Eve stepped onto the next deck where DOT officials had cordoned off a path. “Why don’t you give me a rundown, Inspector?”

“The missing woman is Carolee Grogan, tourist from Missouri, on board with her husband and two sons. Age forty-three. I’ve got her description and a photo taken aboard this afternoon. She and her youngest went to get drinks, hit the johns first. He went into the men’s, and she was going into the women’s. Told him to wait for her right outside if he got out first. He waited, and she didn’t come out.”

Warren paused outside the restroom area, nodded to another DOT official on the women’s room door. “Nobody else went in or out either. After a few minutes, he called her on his ’link. She didn’t answer. He called his father, and the father and the other son came over. The father, Steven Grogan, asked a woman—ah, Sara Hunning—if she’d go in and check on his wife.”

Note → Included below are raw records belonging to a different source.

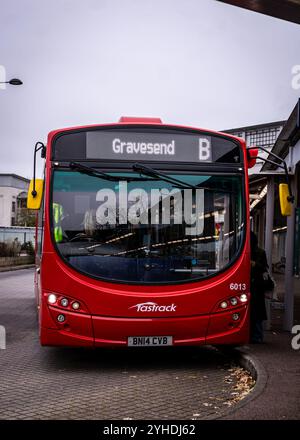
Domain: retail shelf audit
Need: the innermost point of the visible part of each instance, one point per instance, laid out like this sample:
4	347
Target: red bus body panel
108	316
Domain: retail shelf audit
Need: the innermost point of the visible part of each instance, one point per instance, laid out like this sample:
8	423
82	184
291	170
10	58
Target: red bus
142	236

Warren opened the door. “And this is what she found inside.”

Eve stepped in behind Warren. She smelled the blood immediately. A homicide cop gets a nose for it. It soured the citrusy/sterilized odor of the air in the black-and-white room with its steel sinks, and around the dividing wall, the white-doored stalls.

It washed over the floor, a spreading dark pool that snaked in trails across the white, slashed over the stall doors, the opposing wall, like abstract graffiti.

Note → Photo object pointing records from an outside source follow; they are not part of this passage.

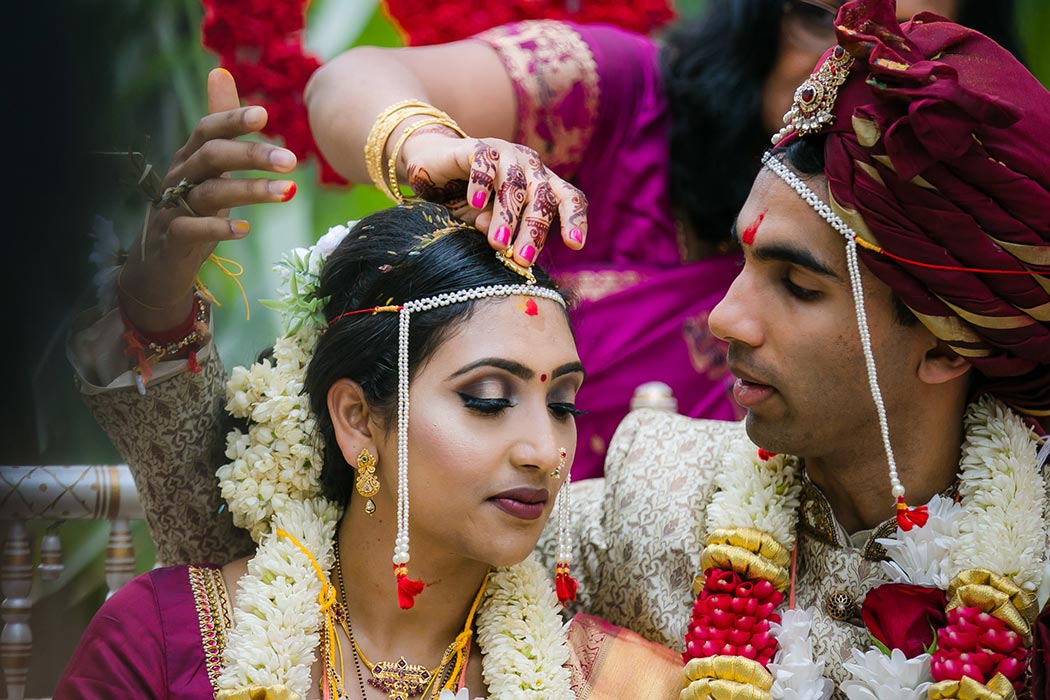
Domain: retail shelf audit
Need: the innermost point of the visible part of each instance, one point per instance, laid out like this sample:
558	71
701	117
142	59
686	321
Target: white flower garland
921	555
999	526
756	493
272	483
521	633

“If that’s Grogan’s,” Eve said, “you’re not looking for a missing passenger. You’re looking for a dead one.”

Two

“Record on, Peabody.” Eve switched on her own. “Dallas, Lieutenant Eve; Peabody, Detective Delia; Warren, DOT Inspector . . .”

“Jake,” he supplied.

“On scene aboard Staten Island Ferry.”

“It’s the Hillary Rodham Clinton,” he added. “Second deck, port side, women’s restroom.”

She cocked a brow, nodded. “Responding to report of missing passenger, Grogan, Carolee, last seen entering this area. Peabody, get a sample of the blood. We’ll need to make sure it’s human, then type it.”

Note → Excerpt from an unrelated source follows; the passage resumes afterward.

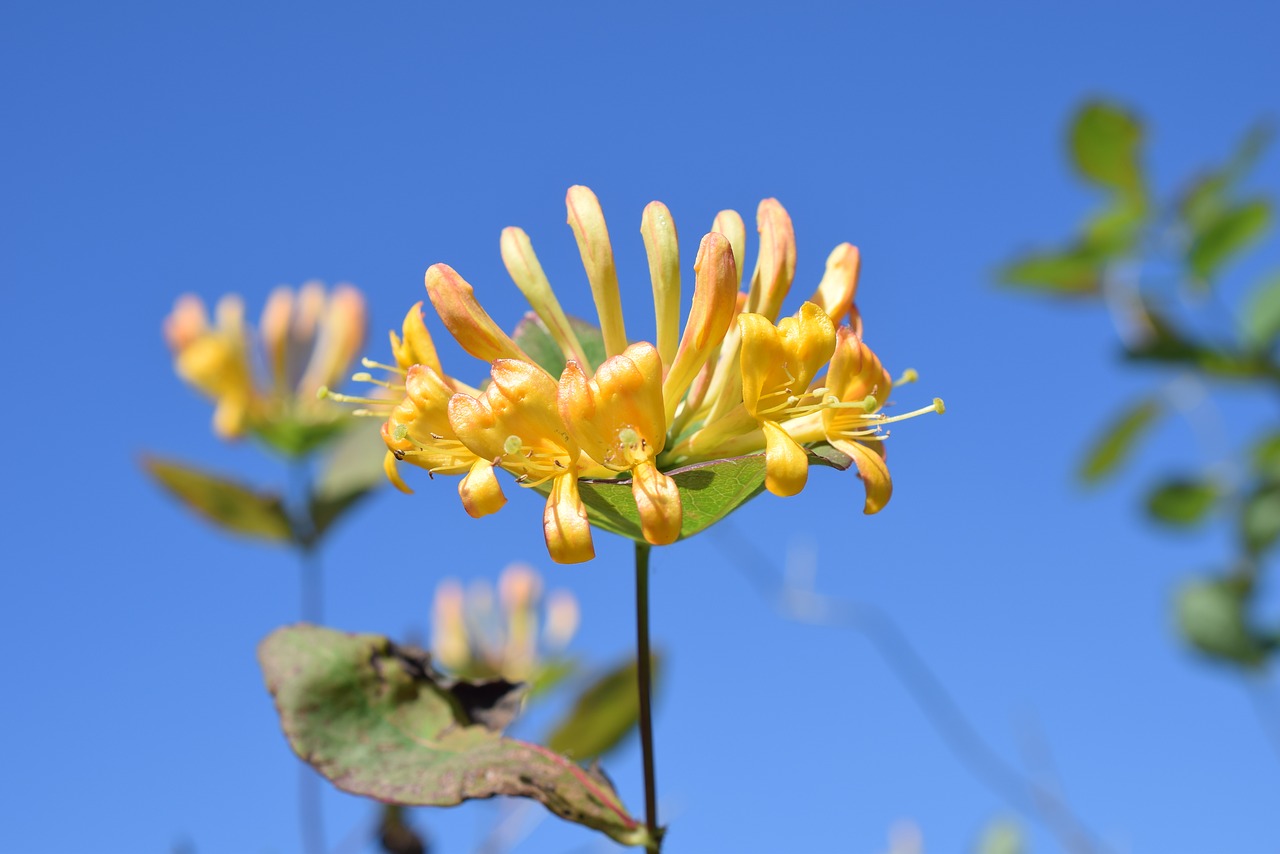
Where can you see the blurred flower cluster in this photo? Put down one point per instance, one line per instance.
(268, 386)
(515, 635)
(735, 380)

She opened the field kit she hadn’t fully believed she’d need for Seal It. “How many people have been in and out of here since Grogan was missed?”

“Since I’ve been on board, just me. Prior, to the best of my knowledge, Sara Hunning, Steven Grogan and two ferry officers on board.”

“There’s an Out of Order sign on the door.”

“Yeah.”

“But she came in anyway.”

“Nobody we’ve spoken to can absolutely confirm. She told the kid she was going in.”

Sealed, Eve stepped into the first of the four stalls, waved a hand over the sensor. The toilet flushed efficiently. She repeated the gesture in the other three stalls, with the same results.

“Appears to be in order.”

“It’s human,” Peabody told her, holding up her gauge. “Type A Negative.”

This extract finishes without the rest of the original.